Complementary Interfaces Workshop and Talk of Raimund Dachselt

We are excited to host Raimund Dachselt and his group from TU Dresden!

During a two-day workshop (Wednesday and Thursday), we will discuss current approaches of ubiquitous data visualizations and work towards novel visualization techniques for virtual and augmented reality applications. We'll also explore how complementary interfaces can help in the evaluation of user data in mixed reality. We're looking forward to fruitful discussions!

To conclude the workshop, Raimund Dachselt will give a talk about “Leaving the Confines of the Desktop: Towards Ubiquitous Data Visualization” as part of our SFB. The talk will be held on Thursday, April 18 at 4.00 pm in room ZT 1201.

Abstract

Increasingly, interactive data visualization plays a crucial role in empowering human beings to access, explore, analyze, and make sense of data. The variety of applications stretches from advanced scientific data visualization in life sciences to personal data visualization on mobile devices. The past decade has seen a growing research interest and demonstrated benefits in visualization environments beyond traditional desktop computers, often involving multimodal human-computer interaction. Immersive Analytics, an approach for spatial data analysis with (mostly) mixed reality technologies, is a particularly interesting research direction that is receiving a lot of attention and allowing unprecedented ways of diving into the data.
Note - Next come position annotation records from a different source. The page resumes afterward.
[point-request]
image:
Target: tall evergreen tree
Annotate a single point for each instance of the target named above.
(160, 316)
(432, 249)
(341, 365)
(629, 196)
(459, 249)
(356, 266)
In this talk, we will discuss such novel visualization environments, among them multi-device ensembles involving large visualization walls, (multiple) mobile devices, as well as immersive environments utilizing mixed reality technologies. Based on a discussion of several research examples of the Interactive Media Lab Dresden, we will introduce natural and appropriate ways of exploring data in such future environments. The talk will also outline important challenges associated with these research directions.

Speaker Biography

Raimund Dachselt is a full professor of Computer Science and head of the Interactive Media Lab at Technische Universität Dresden, one of Germany’s Universities of Excellence. His research interests encompass natural human computer interaction (HCI), interactive information visualization, and Mixed Reality interaction. He worked extensively in the area of interactive surfaces from smartwatches over tablets and tabletops to wall-sized displays (also combined in multi-display environments) and combined interaction modalities (e.g., multi-touch and pen, tangible displays, gaze-supported interaction, body gestures). He and his team made pioneering contributions to the field of interactive data visualization beyond the desktop including solutions for mobile devices, ultra-large displays, multi-device environments, Augmented Reality, and other Immersive Analytics approaches. Contributions in the area of physical computing have recently extended the technology spectrum beyond commonly available devices.

Prof. Dachselt received his PhD in 2004 from TU Dresden and was professor for User Interface & Software Engineering at University of Magdeburg from 2007 to 2012. At the Faculty of Computer Science at TU Dresden he has been elected director of the Institute of Software and Multimedia Technology, and serves as vice-dean from 2021 on. He has published more than 260 peer-reviewed publications, co-authored two major German textbooks on HCI and received more than a dozen Best Paper, Honorable Mention, and further publication awards at leading international HCI and visualization conferences. Dachselt is a member of several computer societies, has co-organized 16 international workshops at ACM and IEEE conferences, and was the steering committee chair of ACM ISS. He repeatedly served as a co-chair (general, program, doctoral symposium, demo, publicity, keynote chair) and PC member for top international HCI conferences and was guest editor of several special journal issues. Since 2019 he is the Dresden spokesperson of the Transregional Collaborative Research Center (SFB/TR 248) Center for Perspicuous Computing (CPEC).